The visual beauty of Gravity and the incredible edge-of-your-seat tension throughout is unparalleled; it really is something of a break through in contemporary filmmaking. A combination of the fantastic performances from both Bullock and Clooney and the stunning visual effects renders Gravity completely enthralling and thrilling, despite not really having much of a story.
Apart from their names and the fact that Dr Stone’s four year old daughter died after an accident in the school playground, we know virtually nothing about the two protagonists, and yet it’s impossible not to invest completely in them. Much of the credit has to go to the performances which are fantastic, Sandra Bullock, who is often typecast in rom-coms as the unlucky in love career woman, is a genius casting choice, but something about the incredible visuals and the way Cuaron builds edge-of-your-seat tension from the start makes you feel as if you’re up there with them, stranded in space. The complete isolation paired with beautiful visuals detailing the expanse of space makes you feel tiny and you can’t help but empathise with Stone as she struggles against the odds to get home.

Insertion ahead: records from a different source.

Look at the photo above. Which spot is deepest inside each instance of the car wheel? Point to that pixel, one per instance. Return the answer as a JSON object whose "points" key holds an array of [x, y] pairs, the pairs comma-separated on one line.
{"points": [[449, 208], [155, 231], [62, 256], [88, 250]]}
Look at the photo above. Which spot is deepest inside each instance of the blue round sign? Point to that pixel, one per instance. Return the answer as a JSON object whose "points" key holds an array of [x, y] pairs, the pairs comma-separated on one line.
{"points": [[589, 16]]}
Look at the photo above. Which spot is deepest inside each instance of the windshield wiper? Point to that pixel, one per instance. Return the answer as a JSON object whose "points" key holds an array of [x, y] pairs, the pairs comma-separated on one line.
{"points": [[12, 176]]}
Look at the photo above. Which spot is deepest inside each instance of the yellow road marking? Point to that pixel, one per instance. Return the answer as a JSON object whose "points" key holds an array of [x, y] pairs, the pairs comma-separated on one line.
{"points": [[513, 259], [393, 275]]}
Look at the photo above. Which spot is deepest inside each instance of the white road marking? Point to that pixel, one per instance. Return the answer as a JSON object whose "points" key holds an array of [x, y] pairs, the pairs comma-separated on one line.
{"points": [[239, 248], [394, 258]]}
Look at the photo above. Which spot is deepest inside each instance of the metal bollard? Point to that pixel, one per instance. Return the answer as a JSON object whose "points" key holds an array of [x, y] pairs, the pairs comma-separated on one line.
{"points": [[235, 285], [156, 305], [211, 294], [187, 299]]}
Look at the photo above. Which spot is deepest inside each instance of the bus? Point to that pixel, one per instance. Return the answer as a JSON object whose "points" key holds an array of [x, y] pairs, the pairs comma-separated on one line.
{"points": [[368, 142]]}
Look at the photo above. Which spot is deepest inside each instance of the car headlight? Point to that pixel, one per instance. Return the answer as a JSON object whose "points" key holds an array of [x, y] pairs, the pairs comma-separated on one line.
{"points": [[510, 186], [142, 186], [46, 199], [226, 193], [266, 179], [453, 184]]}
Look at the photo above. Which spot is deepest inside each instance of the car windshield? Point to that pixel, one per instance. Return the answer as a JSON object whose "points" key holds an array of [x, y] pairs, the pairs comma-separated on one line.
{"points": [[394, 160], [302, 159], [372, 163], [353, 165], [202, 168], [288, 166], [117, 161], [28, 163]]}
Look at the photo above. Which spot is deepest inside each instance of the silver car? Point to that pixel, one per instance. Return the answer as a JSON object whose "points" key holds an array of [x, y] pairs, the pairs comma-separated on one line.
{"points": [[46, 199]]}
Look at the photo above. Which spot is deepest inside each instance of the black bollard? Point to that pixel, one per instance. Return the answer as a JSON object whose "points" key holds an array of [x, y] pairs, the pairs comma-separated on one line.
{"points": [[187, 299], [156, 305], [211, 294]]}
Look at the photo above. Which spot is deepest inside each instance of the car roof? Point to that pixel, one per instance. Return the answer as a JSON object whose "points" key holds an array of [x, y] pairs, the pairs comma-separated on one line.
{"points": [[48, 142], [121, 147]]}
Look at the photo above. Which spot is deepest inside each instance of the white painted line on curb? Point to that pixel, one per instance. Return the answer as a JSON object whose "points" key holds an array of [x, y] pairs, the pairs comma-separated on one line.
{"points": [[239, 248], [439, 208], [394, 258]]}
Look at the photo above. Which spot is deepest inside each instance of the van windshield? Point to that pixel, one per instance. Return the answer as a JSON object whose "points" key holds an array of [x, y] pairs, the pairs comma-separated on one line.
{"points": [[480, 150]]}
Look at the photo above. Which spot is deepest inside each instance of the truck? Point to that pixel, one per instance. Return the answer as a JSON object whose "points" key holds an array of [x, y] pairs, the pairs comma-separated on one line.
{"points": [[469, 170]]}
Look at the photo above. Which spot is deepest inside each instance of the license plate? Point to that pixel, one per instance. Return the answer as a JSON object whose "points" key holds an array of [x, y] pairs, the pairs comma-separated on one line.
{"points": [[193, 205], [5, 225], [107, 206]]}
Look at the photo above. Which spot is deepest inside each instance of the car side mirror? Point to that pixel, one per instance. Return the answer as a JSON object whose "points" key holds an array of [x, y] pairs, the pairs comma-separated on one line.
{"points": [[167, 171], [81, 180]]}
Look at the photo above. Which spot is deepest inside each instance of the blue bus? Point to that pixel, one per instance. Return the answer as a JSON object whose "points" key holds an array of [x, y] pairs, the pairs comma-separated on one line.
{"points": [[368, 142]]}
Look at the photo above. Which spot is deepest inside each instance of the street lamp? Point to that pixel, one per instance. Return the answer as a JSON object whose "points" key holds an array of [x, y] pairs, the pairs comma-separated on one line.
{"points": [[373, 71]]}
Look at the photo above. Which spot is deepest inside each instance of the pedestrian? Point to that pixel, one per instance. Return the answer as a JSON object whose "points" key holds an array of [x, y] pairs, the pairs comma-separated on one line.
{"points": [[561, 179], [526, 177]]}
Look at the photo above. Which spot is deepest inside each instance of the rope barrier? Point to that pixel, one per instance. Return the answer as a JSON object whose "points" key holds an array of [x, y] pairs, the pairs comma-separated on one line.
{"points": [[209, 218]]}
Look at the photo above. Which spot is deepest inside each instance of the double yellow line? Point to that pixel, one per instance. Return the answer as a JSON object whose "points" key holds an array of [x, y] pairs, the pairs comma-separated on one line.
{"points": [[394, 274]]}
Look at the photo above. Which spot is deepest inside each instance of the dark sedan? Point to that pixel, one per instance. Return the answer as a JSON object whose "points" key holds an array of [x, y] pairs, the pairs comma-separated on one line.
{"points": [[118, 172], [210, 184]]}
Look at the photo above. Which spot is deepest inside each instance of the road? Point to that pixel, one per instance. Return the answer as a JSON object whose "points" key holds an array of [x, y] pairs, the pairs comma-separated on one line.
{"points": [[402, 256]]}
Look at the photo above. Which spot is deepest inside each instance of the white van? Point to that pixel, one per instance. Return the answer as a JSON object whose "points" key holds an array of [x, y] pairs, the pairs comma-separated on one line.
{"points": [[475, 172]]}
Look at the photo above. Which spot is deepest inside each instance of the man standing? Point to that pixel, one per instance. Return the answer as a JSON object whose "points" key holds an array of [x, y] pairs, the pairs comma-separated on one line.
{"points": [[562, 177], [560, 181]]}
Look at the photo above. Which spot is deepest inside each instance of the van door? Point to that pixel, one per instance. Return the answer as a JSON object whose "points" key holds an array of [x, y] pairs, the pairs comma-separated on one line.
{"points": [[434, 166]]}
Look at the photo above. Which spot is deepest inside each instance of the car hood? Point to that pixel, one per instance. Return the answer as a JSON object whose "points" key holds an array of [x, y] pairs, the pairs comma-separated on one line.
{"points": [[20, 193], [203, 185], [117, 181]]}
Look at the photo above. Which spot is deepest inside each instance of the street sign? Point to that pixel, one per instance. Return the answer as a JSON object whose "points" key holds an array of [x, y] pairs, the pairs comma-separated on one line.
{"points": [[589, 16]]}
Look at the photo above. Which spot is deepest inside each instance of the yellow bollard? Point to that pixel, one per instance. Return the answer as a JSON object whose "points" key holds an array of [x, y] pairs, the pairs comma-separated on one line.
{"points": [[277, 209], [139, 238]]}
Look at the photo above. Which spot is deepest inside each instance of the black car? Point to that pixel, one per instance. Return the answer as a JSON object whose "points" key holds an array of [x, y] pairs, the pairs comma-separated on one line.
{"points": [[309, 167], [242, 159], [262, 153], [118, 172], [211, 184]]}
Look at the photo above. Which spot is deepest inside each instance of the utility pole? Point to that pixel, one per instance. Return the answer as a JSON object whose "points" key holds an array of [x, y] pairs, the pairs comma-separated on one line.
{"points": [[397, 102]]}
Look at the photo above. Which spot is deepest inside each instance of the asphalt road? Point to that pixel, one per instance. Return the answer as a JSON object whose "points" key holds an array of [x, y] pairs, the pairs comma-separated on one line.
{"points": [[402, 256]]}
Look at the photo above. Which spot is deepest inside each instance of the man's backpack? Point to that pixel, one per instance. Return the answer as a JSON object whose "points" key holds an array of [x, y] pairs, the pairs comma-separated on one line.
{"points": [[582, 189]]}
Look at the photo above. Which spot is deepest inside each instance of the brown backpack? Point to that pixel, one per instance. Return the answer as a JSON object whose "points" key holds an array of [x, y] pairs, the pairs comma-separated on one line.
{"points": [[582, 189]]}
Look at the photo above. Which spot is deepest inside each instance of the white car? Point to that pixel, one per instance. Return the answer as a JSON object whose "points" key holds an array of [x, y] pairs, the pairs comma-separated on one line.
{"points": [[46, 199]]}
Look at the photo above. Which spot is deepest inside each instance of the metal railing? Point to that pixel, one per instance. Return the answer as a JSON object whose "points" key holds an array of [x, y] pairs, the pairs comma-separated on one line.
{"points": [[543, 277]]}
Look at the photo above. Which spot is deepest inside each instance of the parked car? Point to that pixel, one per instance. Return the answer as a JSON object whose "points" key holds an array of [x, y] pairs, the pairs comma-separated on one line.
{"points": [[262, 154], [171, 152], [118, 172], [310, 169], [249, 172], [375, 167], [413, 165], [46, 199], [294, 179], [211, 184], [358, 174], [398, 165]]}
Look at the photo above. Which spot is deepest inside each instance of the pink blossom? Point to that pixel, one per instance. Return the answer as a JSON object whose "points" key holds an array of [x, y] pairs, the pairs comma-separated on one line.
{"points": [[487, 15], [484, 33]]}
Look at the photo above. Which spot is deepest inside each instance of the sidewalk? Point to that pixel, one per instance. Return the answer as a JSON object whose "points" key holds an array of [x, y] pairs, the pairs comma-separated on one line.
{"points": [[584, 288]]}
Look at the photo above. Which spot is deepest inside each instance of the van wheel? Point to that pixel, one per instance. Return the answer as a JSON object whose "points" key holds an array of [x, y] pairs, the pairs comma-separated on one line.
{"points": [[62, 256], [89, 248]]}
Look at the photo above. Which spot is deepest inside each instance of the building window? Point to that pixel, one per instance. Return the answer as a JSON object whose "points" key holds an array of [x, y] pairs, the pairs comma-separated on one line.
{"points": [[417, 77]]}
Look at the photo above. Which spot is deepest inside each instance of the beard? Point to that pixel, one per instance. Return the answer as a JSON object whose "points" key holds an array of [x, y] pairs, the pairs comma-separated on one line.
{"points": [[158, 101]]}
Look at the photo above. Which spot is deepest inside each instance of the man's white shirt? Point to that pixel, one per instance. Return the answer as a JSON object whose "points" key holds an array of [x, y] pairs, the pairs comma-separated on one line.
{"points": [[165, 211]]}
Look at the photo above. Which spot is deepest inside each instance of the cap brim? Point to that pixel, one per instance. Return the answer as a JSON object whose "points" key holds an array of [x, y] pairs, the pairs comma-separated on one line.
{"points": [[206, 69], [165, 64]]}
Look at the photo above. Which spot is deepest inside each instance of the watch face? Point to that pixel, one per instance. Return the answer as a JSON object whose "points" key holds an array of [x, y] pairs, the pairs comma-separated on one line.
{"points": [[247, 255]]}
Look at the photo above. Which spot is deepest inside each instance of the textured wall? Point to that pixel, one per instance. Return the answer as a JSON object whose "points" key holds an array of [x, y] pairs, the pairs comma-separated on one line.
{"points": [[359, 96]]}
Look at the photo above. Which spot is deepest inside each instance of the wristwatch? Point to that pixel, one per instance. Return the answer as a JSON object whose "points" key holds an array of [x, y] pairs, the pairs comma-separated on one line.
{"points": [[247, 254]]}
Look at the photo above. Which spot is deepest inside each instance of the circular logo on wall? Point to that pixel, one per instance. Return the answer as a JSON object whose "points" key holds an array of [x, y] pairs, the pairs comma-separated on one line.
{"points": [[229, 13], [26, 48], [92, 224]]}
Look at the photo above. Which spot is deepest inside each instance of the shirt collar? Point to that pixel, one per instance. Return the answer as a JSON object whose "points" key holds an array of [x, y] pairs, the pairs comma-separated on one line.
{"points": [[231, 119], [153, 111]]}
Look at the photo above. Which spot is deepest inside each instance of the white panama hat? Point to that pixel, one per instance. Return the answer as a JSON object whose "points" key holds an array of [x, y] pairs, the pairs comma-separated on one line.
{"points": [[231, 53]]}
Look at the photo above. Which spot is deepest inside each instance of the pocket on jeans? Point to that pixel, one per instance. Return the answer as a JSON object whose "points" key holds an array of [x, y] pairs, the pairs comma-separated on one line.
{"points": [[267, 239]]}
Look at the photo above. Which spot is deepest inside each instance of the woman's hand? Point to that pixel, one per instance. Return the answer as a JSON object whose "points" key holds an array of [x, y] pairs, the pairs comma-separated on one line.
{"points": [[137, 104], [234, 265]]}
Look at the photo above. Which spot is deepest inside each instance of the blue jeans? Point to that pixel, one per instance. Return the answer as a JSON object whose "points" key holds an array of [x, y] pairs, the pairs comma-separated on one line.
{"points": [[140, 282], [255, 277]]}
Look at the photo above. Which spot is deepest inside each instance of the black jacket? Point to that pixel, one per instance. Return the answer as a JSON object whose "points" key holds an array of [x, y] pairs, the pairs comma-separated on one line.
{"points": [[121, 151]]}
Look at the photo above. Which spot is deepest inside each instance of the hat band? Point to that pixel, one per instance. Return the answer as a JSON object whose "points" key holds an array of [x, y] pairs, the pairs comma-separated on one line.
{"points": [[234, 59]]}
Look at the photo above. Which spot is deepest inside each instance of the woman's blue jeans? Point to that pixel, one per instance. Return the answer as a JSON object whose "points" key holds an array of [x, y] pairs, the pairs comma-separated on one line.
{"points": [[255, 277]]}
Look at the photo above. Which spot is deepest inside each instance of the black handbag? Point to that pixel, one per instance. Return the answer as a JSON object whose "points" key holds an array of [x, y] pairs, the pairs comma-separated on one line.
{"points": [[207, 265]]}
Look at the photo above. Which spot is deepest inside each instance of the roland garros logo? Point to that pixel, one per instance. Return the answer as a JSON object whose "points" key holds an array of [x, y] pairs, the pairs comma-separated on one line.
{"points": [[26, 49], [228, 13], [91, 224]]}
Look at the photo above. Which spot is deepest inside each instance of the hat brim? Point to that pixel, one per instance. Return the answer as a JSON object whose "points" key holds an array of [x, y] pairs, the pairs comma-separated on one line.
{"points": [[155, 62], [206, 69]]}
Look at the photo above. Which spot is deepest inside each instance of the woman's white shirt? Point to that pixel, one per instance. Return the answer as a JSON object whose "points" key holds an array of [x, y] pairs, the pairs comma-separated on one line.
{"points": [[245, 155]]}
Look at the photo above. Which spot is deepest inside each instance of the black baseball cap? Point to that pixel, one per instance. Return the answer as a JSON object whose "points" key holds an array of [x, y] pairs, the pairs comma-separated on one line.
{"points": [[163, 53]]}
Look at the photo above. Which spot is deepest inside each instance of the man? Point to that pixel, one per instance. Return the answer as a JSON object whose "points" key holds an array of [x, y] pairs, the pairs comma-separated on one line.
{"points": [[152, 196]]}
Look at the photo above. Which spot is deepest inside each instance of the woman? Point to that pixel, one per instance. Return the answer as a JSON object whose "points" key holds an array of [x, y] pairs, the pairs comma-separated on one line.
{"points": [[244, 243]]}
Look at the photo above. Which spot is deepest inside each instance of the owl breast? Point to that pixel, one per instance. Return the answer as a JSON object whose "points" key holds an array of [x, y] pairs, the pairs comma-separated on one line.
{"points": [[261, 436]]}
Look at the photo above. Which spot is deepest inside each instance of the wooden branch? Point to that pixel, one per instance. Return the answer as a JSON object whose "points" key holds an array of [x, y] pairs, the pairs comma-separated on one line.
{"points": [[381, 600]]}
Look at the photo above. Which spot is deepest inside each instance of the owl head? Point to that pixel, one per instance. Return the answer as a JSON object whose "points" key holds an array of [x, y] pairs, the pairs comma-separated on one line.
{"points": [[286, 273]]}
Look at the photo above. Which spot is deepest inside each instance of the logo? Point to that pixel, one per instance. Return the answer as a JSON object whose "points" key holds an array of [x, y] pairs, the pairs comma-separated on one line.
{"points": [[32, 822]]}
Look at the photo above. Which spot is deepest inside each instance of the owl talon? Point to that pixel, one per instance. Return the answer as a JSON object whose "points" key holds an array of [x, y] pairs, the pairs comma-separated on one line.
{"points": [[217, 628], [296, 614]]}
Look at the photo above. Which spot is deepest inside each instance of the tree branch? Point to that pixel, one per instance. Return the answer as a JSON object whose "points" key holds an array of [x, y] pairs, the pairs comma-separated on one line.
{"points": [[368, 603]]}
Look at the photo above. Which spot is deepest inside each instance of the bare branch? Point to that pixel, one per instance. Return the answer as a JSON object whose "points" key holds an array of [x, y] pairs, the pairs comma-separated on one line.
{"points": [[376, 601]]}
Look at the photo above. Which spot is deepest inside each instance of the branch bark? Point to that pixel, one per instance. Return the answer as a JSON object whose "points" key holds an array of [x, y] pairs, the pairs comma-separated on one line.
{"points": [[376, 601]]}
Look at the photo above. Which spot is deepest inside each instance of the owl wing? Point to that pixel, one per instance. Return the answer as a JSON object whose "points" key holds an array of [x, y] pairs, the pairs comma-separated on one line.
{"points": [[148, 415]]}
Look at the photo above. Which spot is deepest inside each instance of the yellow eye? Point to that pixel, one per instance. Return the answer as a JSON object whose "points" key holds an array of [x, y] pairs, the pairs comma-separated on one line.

For a film that’s completely reliant on detailed visual effects, Gravity doesn’t faff around; it’s only 91 minutes, which by todays standards is quite a short feature, there are no ridiculously outlandish 3D effects and for the most part there’s only one character. The lack of faff is a huge relief and despite the heavy emphasis on visual effects it doesn’t feel unnecessary or over the top at all, while Pacific Rim (another very visually striking film of 2013) was over the top in parts and it felt like Guillermo Del Toro had been let loose with a new toy and wanted to play with all the settings at once, Gravity is very carefully and tastefully thought out with amazing but not unnecessarily OTT visuals.
Definitely a film to be seen in the cinema, and possibly one to never watch on DVD ever, Gravity is a fine example of how amazing technology is these days but sadly is nothing without said technology. It remains to be seen, but my guess is that Gravity on a home TV screen is likely to be a total let down. Watch it while you still can!